Other transplant experts praised the Maryland team’s groundbreaking work. They said Bennett’s death shouldn’t derail efforts to find a way to use animal organs to save human lives.
“This was a first step into uncharted territory,” said Dr. Robert Montgomery of NYU Langone Health, a transplant surgeon who received his own heart transplant. “A tremendous amount of information” will contribute to the next steps as teams at several transplant centers plan the first clinical trials.
“It was an incredible feat that he was kept alive for two months and was able to enjoy his family,” Montgomery added.
Another source of organs is desperately in need. Last year, almost 41,000 transplants were performed in the United States, a new high, with roughly 3,800 heart transplants. However, more than 106,000 people remain on the national waiting list, hundreds die each year while waiting for an organ. Many more are never on the list because it is likely too risky.

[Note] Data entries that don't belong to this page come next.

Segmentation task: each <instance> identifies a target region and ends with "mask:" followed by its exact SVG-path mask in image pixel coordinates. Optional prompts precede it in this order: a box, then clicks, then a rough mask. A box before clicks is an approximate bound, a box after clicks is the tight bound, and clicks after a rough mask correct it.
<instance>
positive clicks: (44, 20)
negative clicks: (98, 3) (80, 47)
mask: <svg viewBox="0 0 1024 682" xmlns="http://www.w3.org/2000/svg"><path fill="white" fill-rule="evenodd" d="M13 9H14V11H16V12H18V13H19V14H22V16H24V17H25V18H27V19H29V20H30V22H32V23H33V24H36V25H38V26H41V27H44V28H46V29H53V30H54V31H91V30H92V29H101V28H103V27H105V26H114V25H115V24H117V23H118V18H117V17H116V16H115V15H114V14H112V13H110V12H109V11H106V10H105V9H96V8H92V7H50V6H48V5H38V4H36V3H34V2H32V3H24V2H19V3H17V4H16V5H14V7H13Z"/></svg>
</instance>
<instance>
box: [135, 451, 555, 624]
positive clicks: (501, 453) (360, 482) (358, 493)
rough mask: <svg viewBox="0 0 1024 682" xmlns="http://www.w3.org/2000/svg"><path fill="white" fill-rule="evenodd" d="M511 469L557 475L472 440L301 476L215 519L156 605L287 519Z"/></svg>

The spectacular Maryland experiment of pig heart transplant got approval by the Food and Drug Administration. It was under “compassionate use” restrictions for emergencies. Bennett’s doctors diagnosed him with heart failure and an irregular heartbeat, as well as a history of disobeying medical orders. The authorities ruled him ineligible for either a human heart transplant. Thus, it necessitates the usage of immunosuppressive medications or an implanted heart pump, which is the only other option.
Insights
“We have gained invaluable insights learning that the genetically modified pig heart can function well within the human body while the immune system is adequately suppressed,” said Dr. Muhammad Mohiuddin, scientific director of the Maryland university’s animal-to-human transplant program, after hearing about Bennett’s experience.
Any transplant recipient faces the danger of organ rejection, infections, and other problems. Experts hope that the Maryland team publishes the results of Bennett’s body’s reaction to the pig heart as soon as possible in a medical journal.

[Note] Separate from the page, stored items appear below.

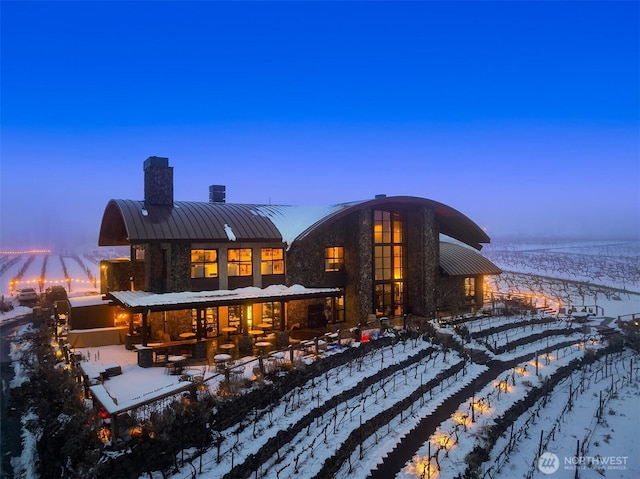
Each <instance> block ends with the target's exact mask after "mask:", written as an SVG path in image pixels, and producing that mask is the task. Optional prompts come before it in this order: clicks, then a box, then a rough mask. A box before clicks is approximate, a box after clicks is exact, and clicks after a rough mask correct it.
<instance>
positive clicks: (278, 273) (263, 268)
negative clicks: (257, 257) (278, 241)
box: [260, 248, 284, 274]
mask: <svg viewBox="0 0 640 479" xmlns="http://www.w3.org/2000/svg"><path fill="white" fill-rule="evenodd" d="M260 272H261V273H262V274H284V249H283V248H262V252H261V263H260Z"/></svg>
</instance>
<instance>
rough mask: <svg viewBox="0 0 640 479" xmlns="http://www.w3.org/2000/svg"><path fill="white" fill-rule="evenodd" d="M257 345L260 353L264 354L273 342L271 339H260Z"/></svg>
mask: <svg viewBox="0 0 640 479" xmlns="http://www.w3.org/2000/svg"><path fill="white" fill-rule="evenodd" d="M256 346H257V347H258V349H259V350H260V354H264V353H265V351H266V349H267V348H268V347H270V346H271V343H270V342H269V341H258V342H257V343H256Z"/></svg>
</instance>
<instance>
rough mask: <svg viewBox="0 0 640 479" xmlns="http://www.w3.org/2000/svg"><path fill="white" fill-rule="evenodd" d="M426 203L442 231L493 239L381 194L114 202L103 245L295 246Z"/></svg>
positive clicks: (473, 223) (461, 240) (445, 209)
mask: <svg viewBox="0 0 640 479" xmlns="http://www.w3.org/2000/svg"><path fill="white" fill-rule="evenodd" d="M407 206H427V207H429V208H432V209H433V210H434V211H435V215H436V220H437V223H438V225H439V228H440V232H441V233H444V234H446V235H448V236H451V237H452V238H456V239H457V240H460V241H462V242H464V243H465V244H468V245H470V246H472V247H474V248H476V249H481V248H482V246H481V243H488V242H489V237H488V236H487V235H486V233H485V232H484V231H482V229H481V228H480V227H479V226H478V225H476V224H475V223H474V222H473V221H471V220H470V219H469V218H467V217H466V216H464V215H463V214H462V213H460V212H459V211H457V210H455V209H453V208H451V207H449V206H447V205H444V204H442V203H438V202H436V201H433V200H429V199H426V198H418V197H410V196H393V197H386V196H384V197H376V198H375V199H373V200H366V201H354V202H350V203H339V204H334V205H325V206H295V205H253V204H237V203H235V204H232V203H209V202H196V201H176V202H174V203H173V204H171V205H152V204H147V203H145V202H144V201H137V200H111V201H110V202H109V203H108V204H107V207H106V208H105V212H104V215H103V218H102V225H101V228H100V236H99V240H98V244H99V245H100V246H118V245H122V246H124V245H129V244H135V243H146V242H156V241H191V242H199V241H200V242H234V241H238V242H241V241H252V242H255V241H262V242H270V241H271V242H282V243H284V244H286V245H287V247H291V245H292V243H293V242H294V241H296V240H301V239H303V238H304V237H306V236H307V235H309V234H311V233H312V232H313V231H315V230H317V229H318V228H320V227H322V226H323V225H328V224H330V223H331V222H332V221H335V220H337V219H338V218H341V217H343V216H345V215H347V214H351V213H353V212H355V211H357V210H359V209H362V208H367V207H376V208H402V207H407Z"/></svg>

Furthermore, what data from Bennett’s experience and other recent research with gene-edited pig organs might persuade the FDA to allow a clinical trial; perhaps with a kidney that isn’t immediately lethal if it fails?
Pigs and human medicine
Montgomery’s team at NYU received permission from the families of deceased individuals twice last fall to temporarily link a gene-edited pig kidney to blood arteries outside the body and observe how they functioned before turning off life support. In a step-by-step rehearsal for a surgery, they intend to undertake in living patients later this year. Doctors at the University of Alabama at Birmingham transplanted a pair of gene-edited pig kidneys into a brain-dead man.
Patients may interpret Bennett’s death as implying that xenotransplantation has a short life expectancy. But the experience of one terminally sick individual cannot indicate how well the surgery will ultimately function, according to ethics expert Karen Maschke of The Hastings Center. This will necessitate extensive research involving a large number of patients.

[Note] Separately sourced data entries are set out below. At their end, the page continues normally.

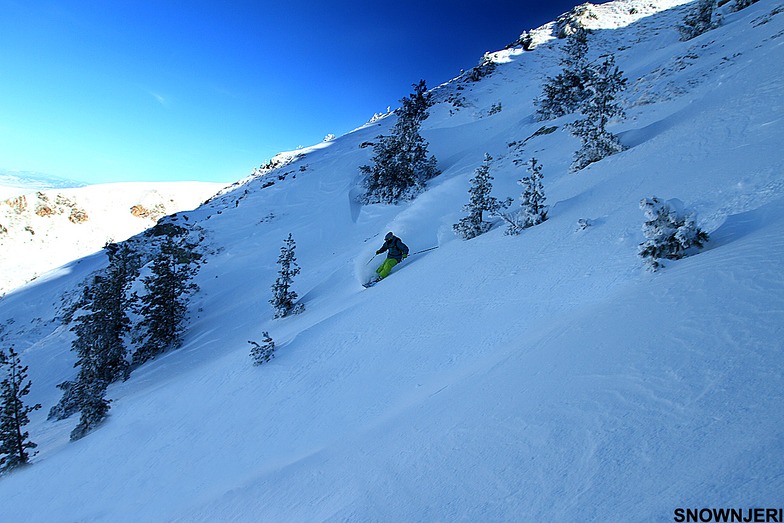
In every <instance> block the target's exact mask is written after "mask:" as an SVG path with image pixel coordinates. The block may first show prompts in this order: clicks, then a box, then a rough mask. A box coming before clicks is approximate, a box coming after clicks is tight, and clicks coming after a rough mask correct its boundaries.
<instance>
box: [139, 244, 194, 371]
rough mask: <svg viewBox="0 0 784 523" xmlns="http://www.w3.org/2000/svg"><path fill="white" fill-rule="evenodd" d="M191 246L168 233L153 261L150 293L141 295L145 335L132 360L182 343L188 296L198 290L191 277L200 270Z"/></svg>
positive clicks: (154, 352) (157, 354)
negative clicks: (143, 294)
mask: <svg viewBox="0 0 784 523" xmlns="http://www.w3.org/2000/svg"><path fill="white" fill-rule="evenodd" d="M191 248H192V246H190V245H185V246H180V245H178V244H177V243H176V242H175V241H174V239H173V238H171V237H169V236H167V237H166V239H165V240H164V241H163V242H162V243H161V244H160V248H159V251H158V254H157V256H156V257H155V259H154V260H153V262H152V265H151V272H152V275H151V276H148V277H146V278H144V280H143V281H144V287H145V289H146V290H147V294H145V295H144V296H142V297H141V302H142V306H141V310H140V312H141V314H142V316H143V317H144V319H143V320H142V321H141V323H140V326H141V327H144V328H145V329H146V330H145V337H144V342H143V343H142V345H141V346H140V347H139V348H138V349H137V350H136V352H134V354H133V363H134V364H135V365H141V364H142V363H144V362H145V361H147V360H149V359H151V358H154V357H155V356H157V355H158V354H160V353H162V352H164V351H166V350H169V349H176V348H178V347H179V346H180V343H181V340H180V338H181V335H182V324H183V321H184V320H185V316H186V313H187V311H188V301H187V300H188V297H189V296H190V294H191V293H193V292H195V291H197V290H198V286H197V285H196V284H194V283H193V282H192V281H191V280H192V278H193V276H195V274H196V272H197V271H198V267H197V266H193V261H194V255H193V253H192V252H191Z"/></svg>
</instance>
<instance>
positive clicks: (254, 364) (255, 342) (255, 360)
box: [248, 331, 275, 365]
mask: <svg viewBox="0 0 784 523" xmlns="http://www.w3.org/2000/svg"><path fill="white" fill-rule="evenodd" d="M262 336H264V339H262V340H261V341H262V343H263V345H259V344H258V343H256V342H255V341H248V343H250V344H251V349H250V356H251V358H253V364H254V365H261V364H262V363H267V362H268V361H269V360H271V359H272V358H274V357H275V342H274V341H273V340H272V338H270V336H269V332H267V331H264V332H263V333H262Z"/></svg>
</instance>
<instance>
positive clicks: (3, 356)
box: [0, 347, 41, 473]
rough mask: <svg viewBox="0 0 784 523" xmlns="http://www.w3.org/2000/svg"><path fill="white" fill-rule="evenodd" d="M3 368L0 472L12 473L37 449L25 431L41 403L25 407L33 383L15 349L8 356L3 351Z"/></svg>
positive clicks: (9, 350) (0, 356)
mask: <svg viewBox="0 0 784 523" xmlns="http://www.w3.org/2000/svg"><path fill="white" fill-rule="evenodd" d="M0 366H1V367H2V368H3V370H4V371H5V372H4V373H5V378H4V379H3V381H2V382H0V473H5V472H9V471H11V470H13V469H15V468H17V467H20V466H22V465H26V464H27V463H28V462H29V461H30V457H31V456H30V454H29V452H28V450H29V449H34V448H36V447H37V445H36V444H35V443H33V442H32V441H30V440H29V437H30V434H29V433H28V432H23V428H24V426H25V425H27V424H28V423H29V422H30V419H29V417H28V414H30V413H31V412H33V411H35V410H38V409H40V408H41V405H40V404H36V405H34V406H32V407H28V406H25V404H24V402H23V398H24V397H25V396H26V395H27V394H29V393H30V386H31V385H32V382H30V381H27V383H25V380H27V367H25V366H23V365H22V362H21V359H20V358H19V354H17V353H16V352H15V351H14V349H13V347H11V349H9V351H8V353H7V354H6V352H5V351H4V350H2V349H0Z"/></svg>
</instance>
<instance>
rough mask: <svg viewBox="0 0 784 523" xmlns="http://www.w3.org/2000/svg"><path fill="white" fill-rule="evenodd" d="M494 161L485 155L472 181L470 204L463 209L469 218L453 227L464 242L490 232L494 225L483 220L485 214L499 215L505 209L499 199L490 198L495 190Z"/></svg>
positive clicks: (465, 206) (491, 196)
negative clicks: (493, 190) (493, 168)
mask: <svg viewBox="0 0 784 523" xmlns="http://www.w3.org/2000/svg"><path fill="white" fill-rule="evenodd" d="M492 161H493V157H492V156H490V155H489V154H485V159H484V162H483V163H482V165H481V166H479V167H478V168H477V169H476V171H475V176H474V177H473V178H472V179H471V182H470V183H471V187H470V188H469V189H468V194H469V201H468V204H466V205H465V206H464V207H463V210H464V211H466V212H467V213H468V216H466V217H465V218H462V219H461V220H460V222H458V223H456V224H454V225H452V228H453V229H454V231H455V234H457V235H458V236H459V237H461V238H463V239H464V240H470V239H471V238H475V237H476V236H479V235H480V234H484V233H485V232H487V231H489V230H490V228H491V227H492V224H491V223H489V222H485V221H484V220H483V214H484V213H485V212H486V213H488V214H497V213H498V212H499V211H500V209H501V208H502V207H503V204H502V203H501V202H499V201H498V199H497V198H495V197H493V196H490V193H491V192H492V190H493V183H492V180H493V177H492V176H490V164H491V162H492Z"/></svg>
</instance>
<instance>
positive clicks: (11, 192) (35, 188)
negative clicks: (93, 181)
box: [0, 169, 87, 198]
mask: <svg viewBox="0 0 784 523" xmlns="http://www.w3.org/2000/svg"><path fill="white" fill-rule="evenodd" d="M85 185H87V184H86V183H83V182H78V181H75V180H68V179H65V178H60V177H58V176H51V175H48V174H43V173H37V172H31V171H9V170H6V169H0V198H8V197H11V196H16V195H18V194H25V193H28V192H34V191H46V190H48V189H67V188H73V187H84V186H85Z"/></svg>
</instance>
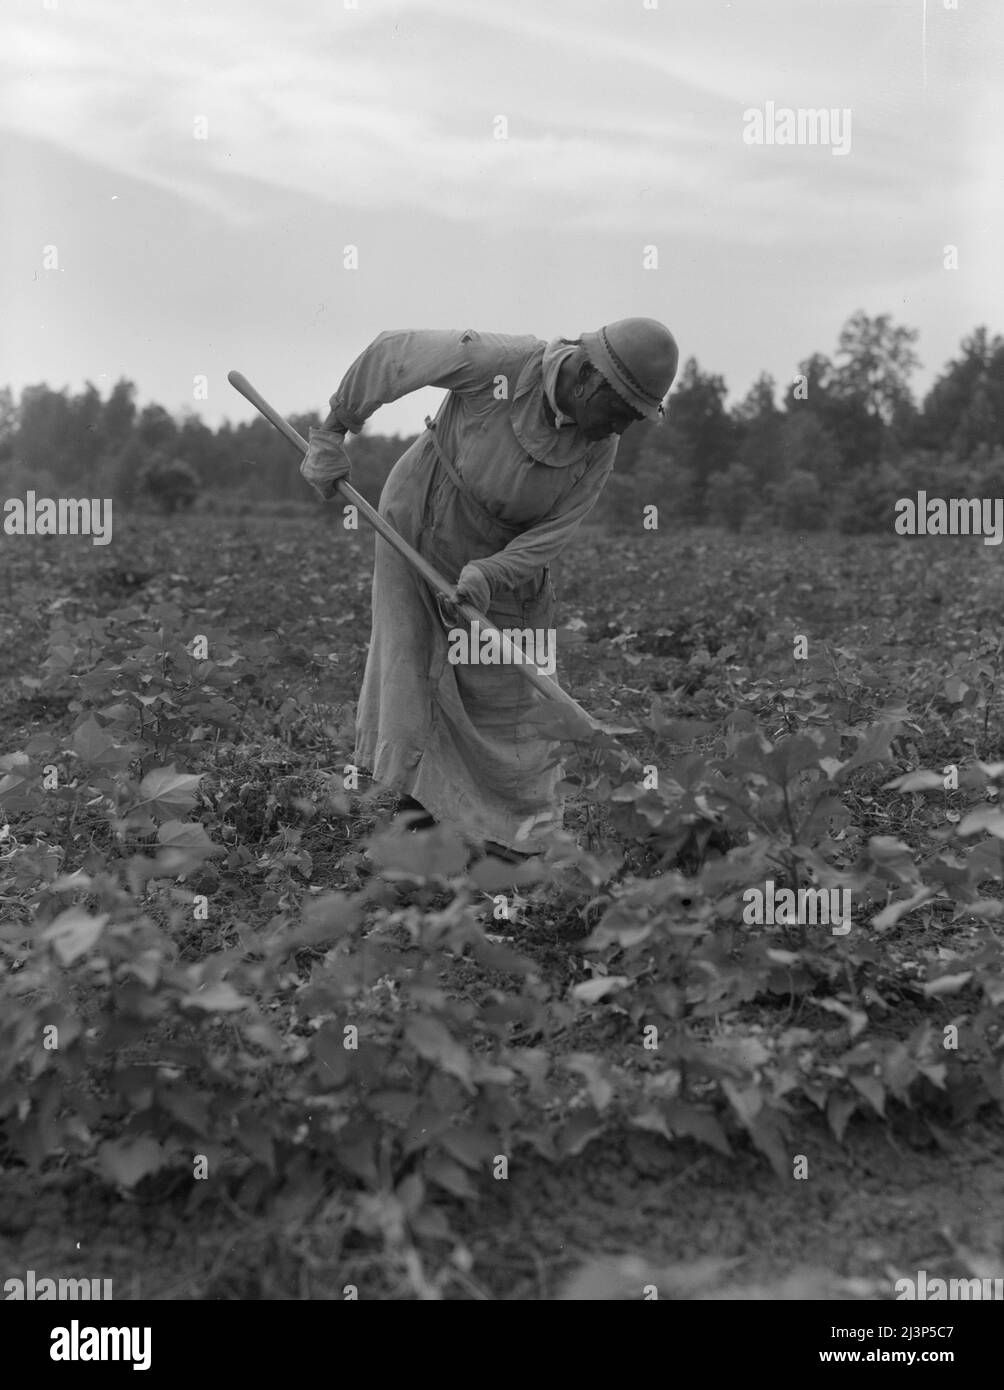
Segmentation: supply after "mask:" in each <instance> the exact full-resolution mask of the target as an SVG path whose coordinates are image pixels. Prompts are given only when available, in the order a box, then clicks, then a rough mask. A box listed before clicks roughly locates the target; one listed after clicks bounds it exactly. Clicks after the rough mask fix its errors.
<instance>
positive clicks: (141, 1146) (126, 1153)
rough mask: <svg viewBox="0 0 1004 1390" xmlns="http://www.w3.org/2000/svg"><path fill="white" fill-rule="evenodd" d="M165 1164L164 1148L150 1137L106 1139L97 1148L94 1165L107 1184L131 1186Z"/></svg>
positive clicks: (118, 1185)
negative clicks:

According to Maschke, who is developing ethics and policy recommendations for who should be permissible in the first studies of pig kidneys and what they need to know before volunteering with funding from the National Institutes of Health, transplant centers should start educating their patients about what to expect as this science develops.
Pigs have been in use in human medicine for a long time, including pigskin grafts and pig heart valve implantation. Transplanting complete organs, on the other hand, is far more difficult than using highly processed tissue. Revivicor, a subsidiary of United Therapeutics, donated the gene-edited pigs utilized in these tests. Revivicor is one of several biotech companies competing to generate appropriate pig organs for prospective human transplants.